QUESTION: Okay, thank you. Ned, the Trump administration played a mediating role in the Nile Dam dispute, though there was the impression among many observers in Africa that its stance was seen to favor Egypt. Is the Biden administration willing to resume that mediating role to resolve the Nile Dam dispute? Thanks.

MR PRICE: So, Nick, we continue to support collaborative and constructive efforts by Ethiopia, Egypt, and Sudan to reach an agreement on the GERD. We understand the GERD is a major issue for the three parties. We’re reviewing our GERD policy and assessing the role that we can play in facilitating a solution between those parties.

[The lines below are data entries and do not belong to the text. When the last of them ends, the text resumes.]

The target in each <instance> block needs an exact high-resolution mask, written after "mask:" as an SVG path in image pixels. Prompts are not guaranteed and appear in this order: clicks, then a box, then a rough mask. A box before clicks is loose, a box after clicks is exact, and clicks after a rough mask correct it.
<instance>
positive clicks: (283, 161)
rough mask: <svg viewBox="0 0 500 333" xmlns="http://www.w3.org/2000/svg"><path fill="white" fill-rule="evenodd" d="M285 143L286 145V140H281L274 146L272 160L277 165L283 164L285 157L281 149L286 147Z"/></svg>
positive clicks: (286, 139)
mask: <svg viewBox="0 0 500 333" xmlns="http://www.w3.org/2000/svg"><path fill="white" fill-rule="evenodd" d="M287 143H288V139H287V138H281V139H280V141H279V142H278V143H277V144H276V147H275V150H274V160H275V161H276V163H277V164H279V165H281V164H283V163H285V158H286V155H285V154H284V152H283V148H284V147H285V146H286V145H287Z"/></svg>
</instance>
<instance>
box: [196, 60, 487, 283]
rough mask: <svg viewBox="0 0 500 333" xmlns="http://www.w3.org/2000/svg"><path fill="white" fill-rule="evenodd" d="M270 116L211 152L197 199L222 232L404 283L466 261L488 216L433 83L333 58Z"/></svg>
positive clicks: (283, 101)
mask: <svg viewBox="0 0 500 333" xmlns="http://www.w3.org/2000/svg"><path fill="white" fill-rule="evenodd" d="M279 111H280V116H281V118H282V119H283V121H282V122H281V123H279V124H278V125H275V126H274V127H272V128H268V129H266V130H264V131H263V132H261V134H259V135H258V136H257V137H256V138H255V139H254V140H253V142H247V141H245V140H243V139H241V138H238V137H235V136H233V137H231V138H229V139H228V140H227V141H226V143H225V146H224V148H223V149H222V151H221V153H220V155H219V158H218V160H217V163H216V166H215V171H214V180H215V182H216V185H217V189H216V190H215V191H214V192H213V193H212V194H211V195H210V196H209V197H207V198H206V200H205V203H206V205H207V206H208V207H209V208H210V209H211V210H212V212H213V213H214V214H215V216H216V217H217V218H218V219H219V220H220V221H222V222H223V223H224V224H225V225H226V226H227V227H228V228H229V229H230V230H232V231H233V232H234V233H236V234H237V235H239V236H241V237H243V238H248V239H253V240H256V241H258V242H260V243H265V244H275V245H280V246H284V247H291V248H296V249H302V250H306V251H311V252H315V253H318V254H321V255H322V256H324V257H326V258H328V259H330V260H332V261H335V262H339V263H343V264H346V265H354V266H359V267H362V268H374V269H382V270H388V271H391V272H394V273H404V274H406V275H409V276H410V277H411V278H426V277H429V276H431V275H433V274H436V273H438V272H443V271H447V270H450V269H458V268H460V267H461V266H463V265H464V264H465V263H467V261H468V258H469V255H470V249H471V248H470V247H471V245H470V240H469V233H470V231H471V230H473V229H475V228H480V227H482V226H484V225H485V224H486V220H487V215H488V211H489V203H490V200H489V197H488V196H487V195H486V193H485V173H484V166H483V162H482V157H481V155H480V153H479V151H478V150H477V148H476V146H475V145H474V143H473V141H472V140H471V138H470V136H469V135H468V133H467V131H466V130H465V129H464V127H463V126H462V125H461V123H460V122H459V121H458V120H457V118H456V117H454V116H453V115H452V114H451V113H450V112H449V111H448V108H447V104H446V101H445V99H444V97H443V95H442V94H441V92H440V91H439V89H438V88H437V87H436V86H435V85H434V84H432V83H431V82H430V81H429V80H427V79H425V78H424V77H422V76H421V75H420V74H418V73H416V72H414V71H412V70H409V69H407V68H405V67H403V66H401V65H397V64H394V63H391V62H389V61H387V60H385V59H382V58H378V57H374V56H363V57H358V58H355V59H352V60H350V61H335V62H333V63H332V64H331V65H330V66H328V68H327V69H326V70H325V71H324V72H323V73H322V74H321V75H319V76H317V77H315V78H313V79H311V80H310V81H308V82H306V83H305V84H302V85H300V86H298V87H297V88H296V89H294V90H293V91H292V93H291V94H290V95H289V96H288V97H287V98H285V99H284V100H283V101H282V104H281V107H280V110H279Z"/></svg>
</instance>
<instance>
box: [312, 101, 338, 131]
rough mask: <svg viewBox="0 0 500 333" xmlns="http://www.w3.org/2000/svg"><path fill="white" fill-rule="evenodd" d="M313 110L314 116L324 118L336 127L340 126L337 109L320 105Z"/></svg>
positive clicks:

Why don’t we go to Ben Samuels of Haaretz.

QUESTION: Can you hear me?

MR PRICE: Yes, we can.

QUESTION: All right, great. Thanks for this. So there are reports emerging that Israel and the Palestinian Authority have reached a deal to vaccinate 100,000 Palestinian workers. Is this an adequate step in the eyes of the administration, or does it feel that Israel needs to further facilitate vaccine distributions for Palestinians in the West Bank and Gaza?

MR PRICE: So, Ben, on this we certainly welcome reports of vaccinations in the West Bank and Israel’s provision of vaccine for Palestinian healthcare workers in the West Bank, and we welcome it because we believe it’s important for Palestinians to achieve increased access to COVID vaccines in the weeks ahead.

The Secretary made this point today in a separate setting that, of course, here in the United States we are focused on ensuring the distribution of a safe and effective vaccine to the American people, but we know we can’t put this scourge of COVID-19 behind us until the world has access to these same safe and effective vaccines. And we know that because we need look no further than the variants to this disease that have emerged, and we know that the longer this disease circulates around the world that the more risk we have here at home.

So whether it is in the context of the Palestinian territories, whether it is in the context of countries that may have access to the vaccine through the COVAX facility, which, of course, the United States pledged an ambitious amount to today: $2 billion immediately, $4 billion over time. This is something that we are working to see happen, and so we certainly welcome when additional populations have access to a safe and effective vaccine.

Let’s go to Haik Gugarats. Do we have Haik? Okay —

OPERATOR: Your line is now open.

QUESTION: Can you hear me?

MR PRICE: Yes, we have you.

QUESTION: Hi. Has the Saudi leadership of OPEC plus come up in Secretary Blinken’s conversations with his Saudi counterpart? And more broadly, how do you view the business of managing oil markets by OPEC producers’ alliance?

MR PRICE: Well, thanks for the question. I think it’s not something I would want to get into from here today. If we do have anything to share on that, we will be happy to get back to you. I also wouldn’t want to speak to private conversations.

So with that, I think we’ll go ahead and call it a day. Thank you, everyone, for tuning in, and we will see you back in the briefing room on Monday. Thanks very much.